Recent research shows that one in four companies, regardless of size, will be involved in legal proceedings each year. One in four. The explosion in electronic documents over the last decade, combined with increasingly aggressive legal discovery practices, is creating a mountain of data that needs to be exchanged between parties during this litigation. Obviously, this is a tremendous load on the legal department (and their budgets), but at some point in the process, that mountain of data falls squarely onto the shoulders of IT managers, as corporate legal counsel turns to them and asks, “How do we get a terabyte of data into the courtroom?”


At which point the IT manager gets to smugly answer: you don’t.


Nowadays, of course, it’s possible to bring a terabyte (TB) of data anywhere, and rather easily.

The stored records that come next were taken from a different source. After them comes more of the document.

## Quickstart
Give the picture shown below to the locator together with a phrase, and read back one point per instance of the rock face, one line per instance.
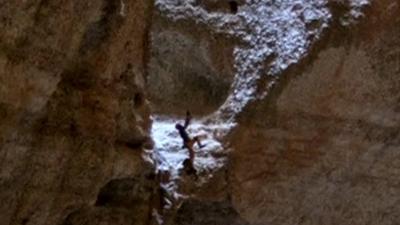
(188, 68)
(74, 117)
(322, 148)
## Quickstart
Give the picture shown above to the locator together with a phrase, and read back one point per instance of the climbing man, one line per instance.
(187, 141)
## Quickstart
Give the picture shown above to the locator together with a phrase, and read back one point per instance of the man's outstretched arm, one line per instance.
(187, 120)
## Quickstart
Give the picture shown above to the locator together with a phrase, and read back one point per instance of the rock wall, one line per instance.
(189, 68)
(322, 148)
(74, 115)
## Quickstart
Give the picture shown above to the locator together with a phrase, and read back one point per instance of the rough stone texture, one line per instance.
(189, 67)
(323, 147)
(73, 114)
(207, 213)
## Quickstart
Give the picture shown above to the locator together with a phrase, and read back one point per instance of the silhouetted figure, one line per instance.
(187, 141)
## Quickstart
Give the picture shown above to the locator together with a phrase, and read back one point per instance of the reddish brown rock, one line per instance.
(322, 148)
(73, 111)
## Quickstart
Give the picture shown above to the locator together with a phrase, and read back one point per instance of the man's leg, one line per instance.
(197, 140)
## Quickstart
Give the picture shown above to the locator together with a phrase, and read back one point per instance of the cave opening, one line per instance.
(233, 6)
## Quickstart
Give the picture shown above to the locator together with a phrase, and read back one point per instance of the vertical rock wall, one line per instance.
(73, 114)
(322, 148)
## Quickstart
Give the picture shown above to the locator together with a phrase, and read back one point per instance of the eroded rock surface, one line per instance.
(73, 111)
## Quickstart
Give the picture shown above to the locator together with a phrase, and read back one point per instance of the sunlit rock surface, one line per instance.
(73, 115)
(317, 143)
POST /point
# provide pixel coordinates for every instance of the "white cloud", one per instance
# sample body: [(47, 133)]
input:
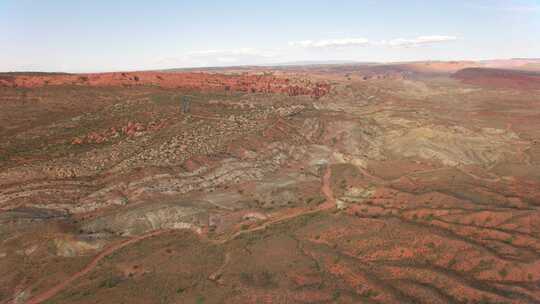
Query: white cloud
[(363, 42), (331, 43), (219, 57), (233, 52), (418, 41)]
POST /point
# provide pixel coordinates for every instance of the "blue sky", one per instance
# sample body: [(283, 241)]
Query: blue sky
[(90, 36)]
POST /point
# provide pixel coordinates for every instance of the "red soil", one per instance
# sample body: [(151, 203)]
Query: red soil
[(499, 78), (190, 81)]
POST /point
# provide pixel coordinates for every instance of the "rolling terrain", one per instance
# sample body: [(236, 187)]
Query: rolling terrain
[(344, 183)]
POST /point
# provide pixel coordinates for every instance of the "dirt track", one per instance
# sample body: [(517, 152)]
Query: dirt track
[(91, 266)]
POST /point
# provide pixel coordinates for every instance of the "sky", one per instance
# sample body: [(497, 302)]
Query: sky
[(99, 35)]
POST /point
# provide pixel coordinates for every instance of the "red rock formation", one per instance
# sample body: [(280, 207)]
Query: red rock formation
[(191, 81)]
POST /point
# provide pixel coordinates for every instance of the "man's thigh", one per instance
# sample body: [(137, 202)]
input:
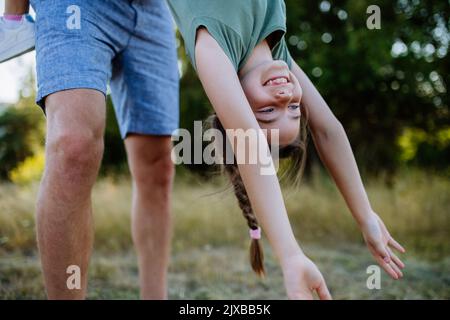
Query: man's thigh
[(75, 55), (77, 113), (145, 80)]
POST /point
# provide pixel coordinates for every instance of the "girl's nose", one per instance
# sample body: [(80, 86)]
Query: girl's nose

While you probably can’t fit a TB in your pocket, chances are you can carry it under your arm or in a briefcase. But that’s not the point. It’s not the cost of the hardware that matters, but the cost of the data; or, more specifically, it’s the cost of the data review.


Many companies that are pulled into e-discovery for the first time have the impression that they need to search, save, gather and bring with them copies of literally everything they have. And where does that data come from? The sources that feed into e-discovery can potentially be any data, electronic or otherwise, that’s owned or controlled by an entity, whether that entity is an individual or a corporation. (These entities are often referred to as custodians in legal circles, as they are in “custody” of the data.) And that data can be anywhere: in the data center, in off-site archives, on desktop hard drives, CDs, flash drives – or even in file cabinets.

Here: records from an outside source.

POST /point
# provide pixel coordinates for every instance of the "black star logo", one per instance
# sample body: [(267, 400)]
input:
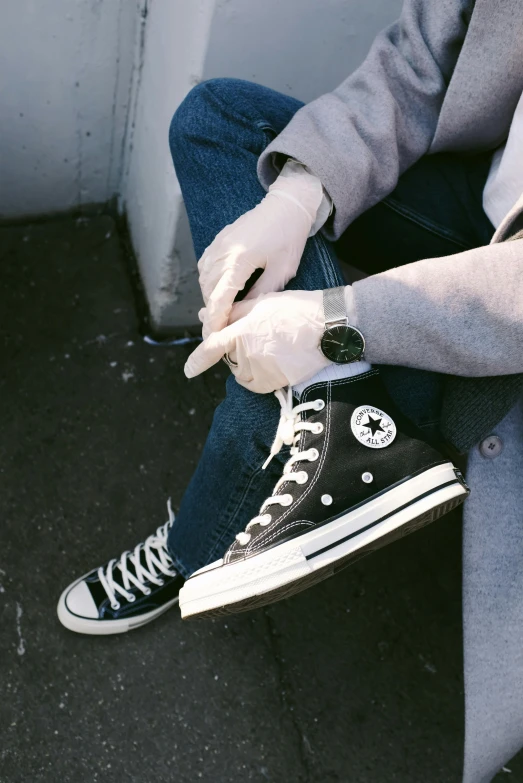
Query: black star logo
[(373, 425)]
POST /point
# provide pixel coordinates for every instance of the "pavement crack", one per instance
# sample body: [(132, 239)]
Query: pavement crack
[(288, 703)]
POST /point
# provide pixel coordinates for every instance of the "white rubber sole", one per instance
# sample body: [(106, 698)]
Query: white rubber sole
[(104, 627), (294, 565)]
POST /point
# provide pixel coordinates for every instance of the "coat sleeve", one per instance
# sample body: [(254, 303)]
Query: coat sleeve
[(359, 138), (461, 314)]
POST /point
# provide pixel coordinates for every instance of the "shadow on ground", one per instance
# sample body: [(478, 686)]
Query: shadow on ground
[(357, 680)]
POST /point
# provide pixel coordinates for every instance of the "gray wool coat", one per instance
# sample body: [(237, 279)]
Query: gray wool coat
[(446, 77)]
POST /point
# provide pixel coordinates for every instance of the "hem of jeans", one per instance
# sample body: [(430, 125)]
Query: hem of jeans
[(182, 568), (179, 566), (426, 223)]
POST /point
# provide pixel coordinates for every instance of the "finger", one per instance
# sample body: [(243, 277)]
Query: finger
[(268, 283), (241, 309), (220, 302), (211, 351)]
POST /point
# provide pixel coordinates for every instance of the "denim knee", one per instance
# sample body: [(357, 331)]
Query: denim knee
[(204, 99)]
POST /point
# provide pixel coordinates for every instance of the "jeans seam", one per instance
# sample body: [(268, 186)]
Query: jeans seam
[(331, 273), (426, 223)]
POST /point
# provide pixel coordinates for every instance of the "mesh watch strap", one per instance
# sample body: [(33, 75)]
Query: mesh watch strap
[(334, 307)]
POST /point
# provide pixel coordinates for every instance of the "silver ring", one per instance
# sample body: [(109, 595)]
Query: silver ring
[(229, 362)]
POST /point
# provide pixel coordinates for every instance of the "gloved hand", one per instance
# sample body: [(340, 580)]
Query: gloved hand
[(274, 340), (271, 236)]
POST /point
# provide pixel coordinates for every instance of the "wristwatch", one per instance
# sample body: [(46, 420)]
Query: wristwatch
[(341, 343)]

In today’s email-centric world, the vast majority of that data resides in employee mailboxes. While corporations often limit the size of an individual mailbox to prevent “packrat-itis” on the server, employees are extremely adept at getting around those limitations by archiving data on the desktop, oftentimes for years. Even if a company has a good strong retention policy in place; those policies are rarely enforced in a comprehensive manner. Once a suit is pending, it’s way too late to go back and suddenly “enforce” the policies without serious legal hot water. As a result, if an employee has been at a company for a number of years, they most likely have email from each of those years in their possession – outside the control of the IT group, but within their responsibility from a legal standpoint.

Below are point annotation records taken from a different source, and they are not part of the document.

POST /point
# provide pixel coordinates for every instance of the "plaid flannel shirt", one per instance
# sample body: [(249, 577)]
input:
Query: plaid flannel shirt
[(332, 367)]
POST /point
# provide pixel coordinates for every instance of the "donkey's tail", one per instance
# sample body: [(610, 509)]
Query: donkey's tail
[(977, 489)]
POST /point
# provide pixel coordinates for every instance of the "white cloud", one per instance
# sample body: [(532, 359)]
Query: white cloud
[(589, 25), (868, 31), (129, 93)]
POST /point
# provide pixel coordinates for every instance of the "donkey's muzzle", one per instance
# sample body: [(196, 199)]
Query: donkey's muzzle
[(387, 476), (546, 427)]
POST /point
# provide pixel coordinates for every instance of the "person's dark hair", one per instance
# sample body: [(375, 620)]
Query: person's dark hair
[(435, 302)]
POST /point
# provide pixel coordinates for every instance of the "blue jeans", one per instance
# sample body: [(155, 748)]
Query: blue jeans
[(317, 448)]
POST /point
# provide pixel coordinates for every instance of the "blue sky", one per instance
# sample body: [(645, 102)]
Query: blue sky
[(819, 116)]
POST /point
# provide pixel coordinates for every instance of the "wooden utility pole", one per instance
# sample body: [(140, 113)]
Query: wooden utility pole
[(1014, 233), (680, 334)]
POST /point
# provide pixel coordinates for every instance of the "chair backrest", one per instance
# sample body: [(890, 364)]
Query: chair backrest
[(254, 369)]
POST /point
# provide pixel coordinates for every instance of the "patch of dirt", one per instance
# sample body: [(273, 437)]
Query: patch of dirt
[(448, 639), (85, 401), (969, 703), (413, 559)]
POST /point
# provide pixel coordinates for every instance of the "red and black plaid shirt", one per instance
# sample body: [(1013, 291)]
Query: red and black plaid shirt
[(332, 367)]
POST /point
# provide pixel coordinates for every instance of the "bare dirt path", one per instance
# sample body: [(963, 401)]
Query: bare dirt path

In most instances, the IT department will have much of this data stored somewhere in an archive. Perhaps it’s a sophisticated and searchable email archiving environment. Or, just as likely, the data is stored on a multitude of archived tapes that have been cut every month, quarter or year. Thus, a single email message from several years back could reside on the email server, on each of the last four daily tapes, on the last weekly tape, on each of the last quarterly tapes and on the preceding several annual tapes, as well as on the desktops of any employees that were involved in the mail chain.


That’s a lot of data. The paranoia that has been drilled into IT groups about the potential for a catastrophic loss of data actually works to their disadvantage because in a litigation setting each one of those copies needs to be identified, reviewed and categorized. This could add up to hundreds of gigabytes of data per employee; consider it the dark side to backup and archiving.


So back to the original question: how do you fit a TB into the courtroom? The true answer is that you don’t need to.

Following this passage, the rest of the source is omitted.